Come si declinerà l'effetto Draghi sul piano partitico? Il professor Massimiliano Panarari legge la situazione e disegna il quadro del futuro. Per il terzo polo - dice - dipende tutto dalla legge elettorale

Panarari: "Centrodestra, Ulivo, 5S e Draghi: ecco cosa accadrà"

Il professor Massimiliano Panarari, politologo, professore dell'Università Mercatorum ed editorialista per numerosi quotidiani, è convinto che il governo Draghi comporterà un rimescolamento dell'offerta politica. Qualcosa che finirà con l'interessare un po' tutti i partiti presenti sul campo. Il convitato di pietra è la legge elettorale: dal dibattito su questo tema dipenderà la costituzione delle coalizioni che si presenteranno agli italiani nel 2023.

ll governo Draghi ha influito sulle elezioni amministrative?

"Bella domanda. In realtà, mi pare che si possa dire più il contrario: ci potrebbe essere più un effetto delle amministrative sul governo Draghi. Questo è un governo di unità nazionale che per un verso rende alcune posizioni dei partiti che ne fanno parte meno polemiche. Ma, d'altro canto, poiché siamo il Paese della campagna elettorale permanente, abbiamo visto come i toni si siano alzati di nuovo, in funzione della campagna elettorale. E il governo Draghi ha rispettato l'ovvia conflittualità tra i partiti, attendendo prima di portare in Cdm alcune questioni essenziali tra quelle richieste dalla road map".

Draghi premier alza il livello della domanda politica?

"Esiste un problema di qualità della classe politica in Italia. Qualcosa che non scopriamo oggi. Adesso ci troviamo in un contesto eccezionale, che è dovuto pure al momento economico correlato alla pandemia. La formula di questo governo è molto larga ed è presieduta dall'uomo che gode di maggior prestigio, tra gli italiani, a livello internazionale. Non è un caso. La politica continua il suo corso e presto - speriamo - riprenderà lo scettro. Io credo sia difficile un paragone tra i politici ed un tecnico-politico come Draghi, che appartiene ad altre tipologie di governance e processo decisionale. Ma i partiti dovranno tornare a lavorare sulla domanda politica. L'astensionismo, in questo senso, costituisce un allarme enorme.
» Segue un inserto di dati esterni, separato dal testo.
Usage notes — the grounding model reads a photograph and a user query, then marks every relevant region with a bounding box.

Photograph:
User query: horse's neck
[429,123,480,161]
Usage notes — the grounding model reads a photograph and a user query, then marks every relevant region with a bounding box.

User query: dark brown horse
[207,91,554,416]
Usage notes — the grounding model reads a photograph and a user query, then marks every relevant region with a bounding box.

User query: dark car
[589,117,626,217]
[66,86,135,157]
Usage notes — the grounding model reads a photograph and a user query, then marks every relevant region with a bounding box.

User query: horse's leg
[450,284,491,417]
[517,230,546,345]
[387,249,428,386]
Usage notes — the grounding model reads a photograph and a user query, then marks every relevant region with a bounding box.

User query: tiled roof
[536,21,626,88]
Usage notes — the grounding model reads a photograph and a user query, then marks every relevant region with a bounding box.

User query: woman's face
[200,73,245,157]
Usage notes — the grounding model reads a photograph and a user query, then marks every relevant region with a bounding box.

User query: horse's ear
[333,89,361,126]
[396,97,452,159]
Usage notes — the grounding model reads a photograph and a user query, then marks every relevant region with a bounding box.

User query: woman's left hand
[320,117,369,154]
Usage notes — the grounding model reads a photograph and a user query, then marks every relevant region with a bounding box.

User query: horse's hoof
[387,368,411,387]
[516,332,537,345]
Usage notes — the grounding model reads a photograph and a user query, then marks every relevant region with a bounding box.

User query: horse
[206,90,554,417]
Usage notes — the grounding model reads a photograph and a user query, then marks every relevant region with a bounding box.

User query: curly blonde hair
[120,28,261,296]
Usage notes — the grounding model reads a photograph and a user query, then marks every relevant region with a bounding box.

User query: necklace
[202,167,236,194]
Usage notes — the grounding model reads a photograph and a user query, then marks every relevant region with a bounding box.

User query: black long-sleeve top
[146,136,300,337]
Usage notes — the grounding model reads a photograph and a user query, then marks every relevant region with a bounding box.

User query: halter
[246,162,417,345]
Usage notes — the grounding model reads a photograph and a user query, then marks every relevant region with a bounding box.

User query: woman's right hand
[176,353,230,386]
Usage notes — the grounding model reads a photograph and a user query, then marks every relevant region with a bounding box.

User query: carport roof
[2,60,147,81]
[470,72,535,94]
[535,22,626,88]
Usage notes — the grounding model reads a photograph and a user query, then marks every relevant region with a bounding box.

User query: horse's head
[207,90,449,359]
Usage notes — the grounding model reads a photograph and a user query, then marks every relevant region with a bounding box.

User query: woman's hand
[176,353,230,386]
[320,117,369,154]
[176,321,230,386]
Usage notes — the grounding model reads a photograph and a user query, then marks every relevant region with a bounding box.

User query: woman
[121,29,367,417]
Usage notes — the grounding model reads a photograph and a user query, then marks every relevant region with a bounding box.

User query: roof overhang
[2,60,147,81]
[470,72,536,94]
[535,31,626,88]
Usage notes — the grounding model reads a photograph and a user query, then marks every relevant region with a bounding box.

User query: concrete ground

I partiti devono mettere mano alla selezione della loro classe dirigente".

Lo sconfitto per antonomasia di questo giro è Giuseppe Conte...
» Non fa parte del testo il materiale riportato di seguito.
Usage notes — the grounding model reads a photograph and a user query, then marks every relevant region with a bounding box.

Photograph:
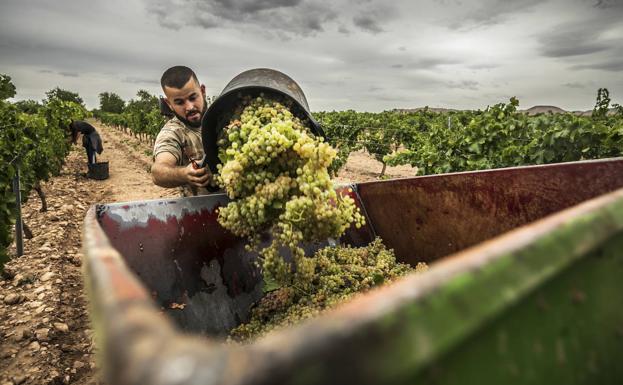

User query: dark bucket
[87,162,108,180]
[201,68,325,173]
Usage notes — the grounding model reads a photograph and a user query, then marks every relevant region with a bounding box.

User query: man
[69,120,104,164]
[151,66,212,196]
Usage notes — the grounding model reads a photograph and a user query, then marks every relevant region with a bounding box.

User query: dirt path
[92,122,179,202]
[0,125,178,385]
[0,123,415,385]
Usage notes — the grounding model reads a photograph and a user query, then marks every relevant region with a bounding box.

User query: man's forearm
[151,163,188,187]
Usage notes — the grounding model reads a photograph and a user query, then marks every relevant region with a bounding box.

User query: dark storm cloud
[571,56,623,72]
[446,80,479,91]
[563,82,587,88]
[442,0,543,29]
[591,0,621,9]
[121,76,160,86]
[537,0,623,58]
[538,23,609,57]
[353,15,383,33]
[215,0,301,13]
[146,0,338,37]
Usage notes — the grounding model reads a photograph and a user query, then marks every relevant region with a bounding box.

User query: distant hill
[393,106,616,116]
[393,107,460,114]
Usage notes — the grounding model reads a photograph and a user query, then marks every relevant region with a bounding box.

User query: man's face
[164,77,207,128]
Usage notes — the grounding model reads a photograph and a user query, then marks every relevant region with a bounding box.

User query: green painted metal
[325,190,623,384]
[413,235,623,384]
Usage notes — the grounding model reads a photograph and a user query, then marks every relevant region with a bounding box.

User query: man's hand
[181,163,212,187]
[151,152,212,187]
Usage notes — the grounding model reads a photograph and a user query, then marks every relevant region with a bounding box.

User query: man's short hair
[160,66,199,90]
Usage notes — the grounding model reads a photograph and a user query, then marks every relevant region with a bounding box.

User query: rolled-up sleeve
[154,126,183,164]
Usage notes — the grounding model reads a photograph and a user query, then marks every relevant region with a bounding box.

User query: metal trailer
[83,158,623,385]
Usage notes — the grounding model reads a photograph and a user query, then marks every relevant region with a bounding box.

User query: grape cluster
[217,95,364,290]
[229,238,428,341]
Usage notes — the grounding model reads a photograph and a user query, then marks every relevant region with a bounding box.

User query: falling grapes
[217,95,426,341]
[218,96,364,290]
[229,238,428,342]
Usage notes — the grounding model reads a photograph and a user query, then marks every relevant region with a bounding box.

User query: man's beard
[173,100,208,128]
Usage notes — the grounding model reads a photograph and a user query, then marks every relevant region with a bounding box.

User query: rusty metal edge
[243,185,623,384]
[83,206,260,385]
[357,157,623,186]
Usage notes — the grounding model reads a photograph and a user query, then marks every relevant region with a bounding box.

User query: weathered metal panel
[357,158,623,263]
[98,186,373,336]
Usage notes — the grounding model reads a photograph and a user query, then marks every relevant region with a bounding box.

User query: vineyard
[0,75,88,270]
[94,89,623,177]
[0,76,623,382]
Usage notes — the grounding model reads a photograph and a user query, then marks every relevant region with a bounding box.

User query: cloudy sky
[0,0,623,111]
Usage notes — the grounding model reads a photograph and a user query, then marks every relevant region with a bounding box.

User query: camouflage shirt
[154,117,208,196]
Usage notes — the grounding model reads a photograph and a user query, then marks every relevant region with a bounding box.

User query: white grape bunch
[217,95,365,290]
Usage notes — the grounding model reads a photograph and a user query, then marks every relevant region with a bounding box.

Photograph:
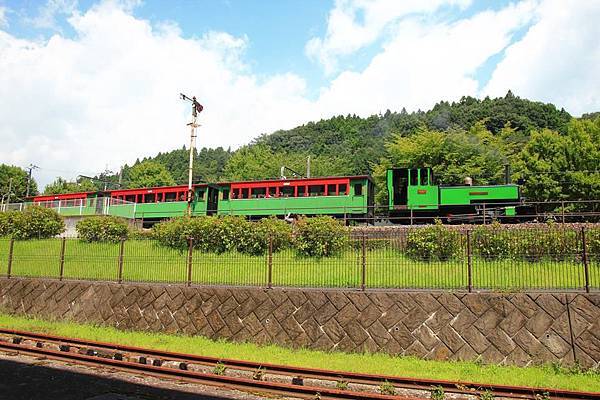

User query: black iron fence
[0,225,600,292]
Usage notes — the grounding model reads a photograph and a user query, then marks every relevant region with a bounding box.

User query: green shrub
[152,217,203,250]
[585,229,600,261]
[471,222,510,260]
[152,216,292,255]
[0,211,17,237]
[75,215,129,242]
[236,217,292,256]
[511,223,581,261]
[406,220,461,261]
[294,216,349,257]
[0,206,65,240]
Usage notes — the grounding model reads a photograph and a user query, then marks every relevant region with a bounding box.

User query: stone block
[379,304,406,329]
[326,290,350,310]
[473,308,503,334]
[450,308,477,334]
[461,293,490,316]
[301,317,324,341]
[437,292,465,316]
[358,304,381,329]
[438,326,465,352]
[388,322,416,349]
[273,299,296,321]
[569,295,600,323]
[402,306,430,331]
[498,308,527,336]
[322,318,346,343]
[487,329,516,355]
[335,303,360,326]
[346,321,369,345]
[510,294,540,318]
[412,325,440,350]
[525,309,554,338]
[535,293,567,318]
[425,307,453,333]
[367,321,392,348]
[294,301,317,324]
[315,303,338,325]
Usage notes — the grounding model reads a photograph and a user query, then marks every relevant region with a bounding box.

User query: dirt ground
[0,352,292,400]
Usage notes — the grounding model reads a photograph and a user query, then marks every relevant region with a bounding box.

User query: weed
[335,381,348,390]
[379,380,396,396]
[479,389,494,400]
[535,392,550,400]
[213,361,227,375]
[252,366,267,381]
[430,386,446,400]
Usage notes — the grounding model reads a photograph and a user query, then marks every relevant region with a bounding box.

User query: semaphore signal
[179,93,204,215]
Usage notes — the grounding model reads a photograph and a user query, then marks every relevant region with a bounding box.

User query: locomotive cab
[387,168,439,210]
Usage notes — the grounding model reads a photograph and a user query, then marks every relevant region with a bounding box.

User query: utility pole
[25,164,40,198]
[179,93,204,215]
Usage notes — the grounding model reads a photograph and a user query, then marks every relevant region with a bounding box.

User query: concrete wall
[0,278,600,367]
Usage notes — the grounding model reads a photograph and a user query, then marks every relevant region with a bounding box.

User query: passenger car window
[354,183,362,196]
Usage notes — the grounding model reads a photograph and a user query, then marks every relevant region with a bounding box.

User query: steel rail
[0,342,418,400]
[0,328,600,400]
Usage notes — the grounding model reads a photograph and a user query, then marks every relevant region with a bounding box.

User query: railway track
[0,329,600,400]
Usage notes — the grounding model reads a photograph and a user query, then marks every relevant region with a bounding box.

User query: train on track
[28,168,521,224]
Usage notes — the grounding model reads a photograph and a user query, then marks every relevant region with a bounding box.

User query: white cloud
[484,0,600,115]
[0,3,310,187]
[27,0,77,30]
[0,6,8,29]
[306,0,471,73]
[320,2,534,115]
[0,0,600,189]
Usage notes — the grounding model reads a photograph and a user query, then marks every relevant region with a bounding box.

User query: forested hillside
[34,92,600,205]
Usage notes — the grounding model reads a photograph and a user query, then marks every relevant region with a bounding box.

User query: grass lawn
[0,239,600,290]
[0,314,600,392]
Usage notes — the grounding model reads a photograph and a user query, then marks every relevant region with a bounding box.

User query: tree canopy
[44,176,98,194]
[0,164,38,203]
[128,160,175,188]
[35,91,600,205]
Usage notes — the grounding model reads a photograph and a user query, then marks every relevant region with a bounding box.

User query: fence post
[6,238,15,279]
[58,237,67,281]
[360,231,367,290]
[267,235,273,289]
[188,238,194,286]
[467,230,473,293]
[483,203,485,225]
[581,226,590,293]
[119,239,125,283]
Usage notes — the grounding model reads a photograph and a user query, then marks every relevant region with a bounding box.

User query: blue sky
[0,0,529,99]
[0,0,600,185]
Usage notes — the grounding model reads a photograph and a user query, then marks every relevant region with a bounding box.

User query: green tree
[223,144,348,180]
[386,124,506,184]
[517,118,600,201]
[0,164,37,203]
[128,161,175,188]
[44,176,98,194]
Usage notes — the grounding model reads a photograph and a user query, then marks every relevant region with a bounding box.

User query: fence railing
[0,197,600,225]
[0,227,600,292]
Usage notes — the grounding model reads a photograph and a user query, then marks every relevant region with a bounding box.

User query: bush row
[75,215,129,242]
[152,216,348,257]
[404,222,600,261]
[0,207,65,240]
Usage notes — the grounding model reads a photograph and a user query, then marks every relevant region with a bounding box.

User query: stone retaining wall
[0,278,600,367]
"Il MoVimento 5 Stelle ha subito l'ennesima sconfitta, assecondando un trend che dura da tempo, con una serie di specificità. Le amministrative non sono le elezioni migliori per i grillini. Ma queste ultime elezioni confermano l'esistenza di due fattori: il MoVimento 5 Stelle è un movimento di opinione a livello nazionale basato sulla protesta. Nel momento in cui è entrato nelle istituzioni, ha subito una parabola che l'ha portato ad una riduzione del consenso. E i grillini hanno dovuto abbandonare quelle parole d'ordine antisistema che avevano comportato risultati convincenti. Poi c'è la costruzione della classe dirigente: questo risultato può essere letto in relazione all'assenza del partito a livello locale. Torino e Roma non hanno prodotto un consolidamento della classe dirigente: e il risultato è più pesante del solito".

La Raggi va verso la riedizione del grillismo delle origini, mentre Conte sembra orientato all'Ulivo 2.0. Ci sarà una scissione?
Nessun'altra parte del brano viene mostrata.